Hyperbole becomes Tony Bennett. His effusiveness is all-encompassing, gathering his audience, his musicians, the people who wrote the songs he sings, and even the singers who covered those songs before him into a warm, gushing embrace. Performing more than 90 minutes' worth of material at Suntory Hall March 19, the 73-year-old singing waiter from Astoria, Queens, dressed in a shiny royal blue suit and powder-blue tie, didn't always know which direction he should face. The audience was all around him, and he kept turning this way and that, nodding to sections and pointing at individuals, bowing or opening his arms after every phrase.
It's a given that saloon singers are slick and insincere.

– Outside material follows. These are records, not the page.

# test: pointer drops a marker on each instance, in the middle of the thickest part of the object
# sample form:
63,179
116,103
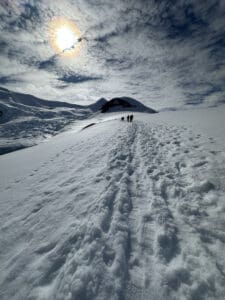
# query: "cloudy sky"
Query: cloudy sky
164,53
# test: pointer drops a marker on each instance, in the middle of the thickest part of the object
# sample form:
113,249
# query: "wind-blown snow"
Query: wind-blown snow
116,211
26,120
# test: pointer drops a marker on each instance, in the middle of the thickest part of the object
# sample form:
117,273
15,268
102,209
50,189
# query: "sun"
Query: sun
65,37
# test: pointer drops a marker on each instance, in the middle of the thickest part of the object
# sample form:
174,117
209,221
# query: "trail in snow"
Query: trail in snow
121,211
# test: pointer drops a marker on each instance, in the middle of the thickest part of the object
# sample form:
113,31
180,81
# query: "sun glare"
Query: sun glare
65,37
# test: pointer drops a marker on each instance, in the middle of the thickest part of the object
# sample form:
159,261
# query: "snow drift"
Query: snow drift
26,120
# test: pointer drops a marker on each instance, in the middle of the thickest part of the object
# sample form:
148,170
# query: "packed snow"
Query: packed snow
26,120
116,211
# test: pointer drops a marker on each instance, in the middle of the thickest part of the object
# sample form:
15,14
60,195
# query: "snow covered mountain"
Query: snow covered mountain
25,120
125,104
118,211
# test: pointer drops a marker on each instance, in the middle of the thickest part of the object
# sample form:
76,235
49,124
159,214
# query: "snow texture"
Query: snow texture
116,211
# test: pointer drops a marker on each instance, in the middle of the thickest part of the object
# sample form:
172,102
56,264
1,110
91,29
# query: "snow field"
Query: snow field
116,211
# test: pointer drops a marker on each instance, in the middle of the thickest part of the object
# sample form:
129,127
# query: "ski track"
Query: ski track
145,222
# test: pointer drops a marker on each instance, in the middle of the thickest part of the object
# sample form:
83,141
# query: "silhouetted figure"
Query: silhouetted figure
131,118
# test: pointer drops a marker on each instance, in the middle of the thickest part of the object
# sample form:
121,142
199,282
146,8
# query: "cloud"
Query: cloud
164,53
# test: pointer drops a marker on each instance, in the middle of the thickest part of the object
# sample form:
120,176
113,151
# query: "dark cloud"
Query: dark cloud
166,53
77,78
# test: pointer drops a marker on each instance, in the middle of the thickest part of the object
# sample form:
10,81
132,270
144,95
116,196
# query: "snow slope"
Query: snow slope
116,211
26,120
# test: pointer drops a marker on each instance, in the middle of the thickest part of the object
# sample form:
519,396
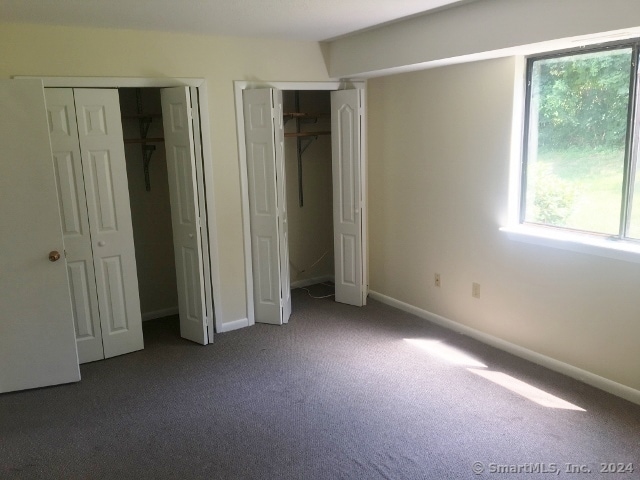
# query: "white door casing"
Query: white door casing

Frank Sinatra's pseudo-egghead stage banter was always laced with a drop of acid; and when he was in his cups (which was most of the time) he could be downright sarcastic.

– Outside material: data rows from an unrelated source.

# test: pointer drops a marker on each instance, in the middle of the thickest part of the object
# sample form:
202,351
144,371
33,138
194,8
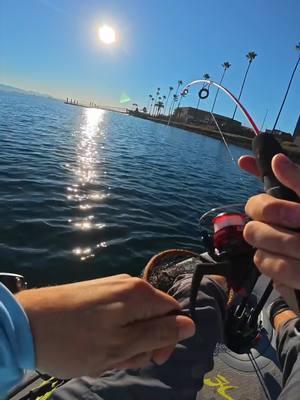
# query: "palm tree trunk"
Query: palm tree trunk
243,84
148,105
216,96
155,103
286,93
167,100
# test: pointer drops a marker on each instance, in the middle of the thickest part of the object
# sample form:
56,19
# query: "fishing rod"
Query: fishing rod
265,147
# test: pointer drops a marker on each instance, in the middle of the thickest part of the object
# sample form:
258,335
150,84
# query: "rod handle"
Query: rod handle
265,147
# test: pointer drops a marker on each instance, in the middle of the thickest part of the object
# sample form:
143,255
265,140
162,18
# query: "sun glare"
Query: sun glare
107,34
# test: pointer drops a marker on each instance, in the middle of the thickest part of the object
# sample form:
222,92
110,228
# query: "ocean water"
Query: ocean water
88,193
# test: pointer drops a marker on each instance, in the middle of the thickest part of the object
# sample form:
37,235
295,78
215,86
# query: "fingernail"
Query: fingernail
290,216
284,160
186,329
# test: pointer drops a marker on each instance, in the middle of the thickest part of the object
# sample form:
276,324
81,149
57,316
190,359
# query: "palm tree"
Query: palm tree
179,83
175,96
206,77
288,88
225,66
151,104
170,90
250,56
157,93
148,105
159,106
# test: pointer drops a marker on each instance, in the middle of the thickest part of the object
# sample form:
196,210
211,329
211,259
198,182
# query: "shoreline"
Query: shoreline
292,150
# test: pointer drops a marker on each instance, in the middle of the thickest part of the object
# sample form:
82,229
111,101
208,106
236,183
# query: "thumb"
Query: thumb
286,172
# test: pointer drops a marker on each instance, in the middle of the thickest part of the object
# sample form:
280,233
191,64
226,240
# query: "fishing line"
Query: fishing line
223,138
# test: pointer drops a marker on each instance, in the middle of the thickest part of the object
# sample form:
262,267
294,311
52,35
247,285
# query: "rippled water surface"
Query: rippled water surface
87,193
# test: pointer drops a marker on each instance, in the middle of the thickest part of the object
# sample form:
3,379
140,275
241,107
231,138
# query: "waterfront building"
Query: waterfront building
297,132
195,116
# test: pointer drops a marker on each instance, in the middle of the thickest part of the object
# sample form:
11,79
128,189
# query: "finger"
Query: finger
274,239
138,361
248,164
285,270
160,332
286,172
160,356
267,209
151,302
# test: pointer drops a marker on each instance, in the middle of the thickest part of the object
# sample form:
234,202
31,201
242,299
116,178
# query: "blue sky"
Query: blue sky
52,46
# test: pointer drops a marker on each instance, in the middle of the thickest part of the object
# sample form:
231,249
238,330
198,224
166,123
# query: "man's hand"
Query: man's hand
272,229
89,327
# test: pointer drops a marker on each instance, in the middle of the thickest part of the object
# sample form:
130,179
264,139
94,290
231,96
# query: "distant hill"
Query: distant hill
13,89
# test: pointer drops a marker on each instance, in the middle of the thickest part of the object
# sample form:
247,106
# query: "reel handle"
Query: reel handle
265,147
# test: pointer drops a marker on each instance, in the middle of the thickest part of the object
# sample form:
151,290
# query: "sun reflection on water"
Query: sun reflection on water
82,191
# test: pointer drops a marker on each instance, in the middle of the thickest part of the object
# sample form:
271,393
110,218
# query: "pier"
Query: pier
74,102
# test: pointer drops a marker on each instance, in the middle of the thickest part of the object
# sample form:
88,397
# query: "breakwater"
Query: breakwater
290,148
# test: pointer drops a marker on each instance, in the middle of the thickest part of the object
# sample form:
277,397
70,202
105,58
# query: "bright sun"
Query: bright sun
107,34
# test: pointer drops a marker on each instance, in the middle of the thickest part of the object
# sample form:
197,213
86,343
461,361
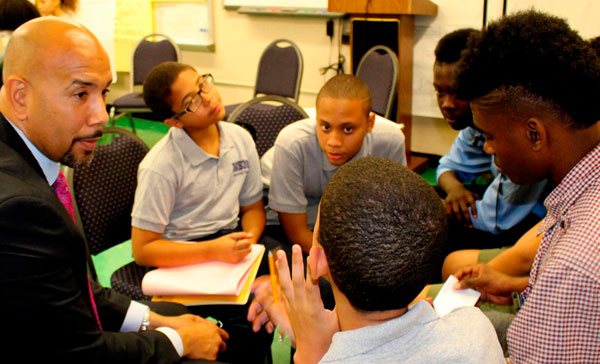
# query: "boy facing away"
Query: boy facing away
379,233
197,179
308,152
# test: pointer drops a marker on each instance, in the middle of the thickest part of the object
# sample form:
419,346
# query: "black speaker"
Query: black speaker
367,33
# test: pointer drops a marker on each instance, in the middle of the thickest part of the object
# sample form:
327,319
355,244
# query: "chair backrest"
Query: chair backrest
379,69
280,70
150,51
104,190
267,119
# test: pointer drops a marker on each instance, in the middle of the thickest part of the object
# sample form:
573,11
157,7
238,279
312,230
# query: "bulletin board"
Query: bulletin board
188,22
133,22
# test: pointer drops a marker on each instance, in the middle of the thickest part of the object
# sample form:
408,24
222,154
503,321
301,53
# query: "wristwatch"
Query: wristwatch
145,320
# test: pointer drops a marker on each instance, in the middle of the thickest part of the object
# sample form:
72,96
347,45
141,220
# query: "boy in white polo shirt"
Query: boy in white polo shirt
308,152
197,179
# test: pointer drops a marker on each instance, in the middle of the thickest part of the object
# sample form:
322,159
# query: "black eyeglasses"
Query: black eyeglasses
205,86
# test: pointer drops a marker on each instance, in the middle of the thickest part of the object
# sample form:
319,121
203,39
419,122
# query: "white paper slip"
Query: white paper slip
449,299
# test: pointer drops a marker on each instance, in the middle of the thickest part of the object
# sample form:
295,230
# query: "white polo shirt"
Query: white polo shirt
185,193
301,171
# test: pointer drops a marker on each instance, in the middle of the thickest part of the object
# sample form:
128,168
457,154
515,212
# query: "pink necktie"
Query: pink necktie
61,188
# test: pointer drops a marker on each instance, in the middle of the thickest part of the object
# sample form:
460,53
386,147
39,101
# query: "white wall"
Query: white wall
241,38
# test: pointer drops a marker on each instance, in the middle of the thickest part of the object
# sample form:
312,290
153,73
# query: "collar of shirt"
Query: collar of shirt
49,167
189,148
346,344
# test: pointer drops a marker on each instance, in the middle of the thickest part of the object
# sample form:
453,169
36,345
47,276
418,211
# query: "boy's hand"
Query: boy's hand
495,287
313,325
263,311
231,248
457,204
203,340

But Bennett is sincere. A person who didn't mean what he said wouldn't come up with such odd off-the-cuff remarks. After drummer Clayton Cameron performed a riveting solo, Bennett told the audience that Yogi Berra once saw him and his band on TV and later told him he thought Clayton was "the best drummer since Gene Krupa." The mostly middle-aged audience may have known that Berra used to be the catcher for the New York Yankees, but I for one wasn't aware he was also an expert on jazz drumming.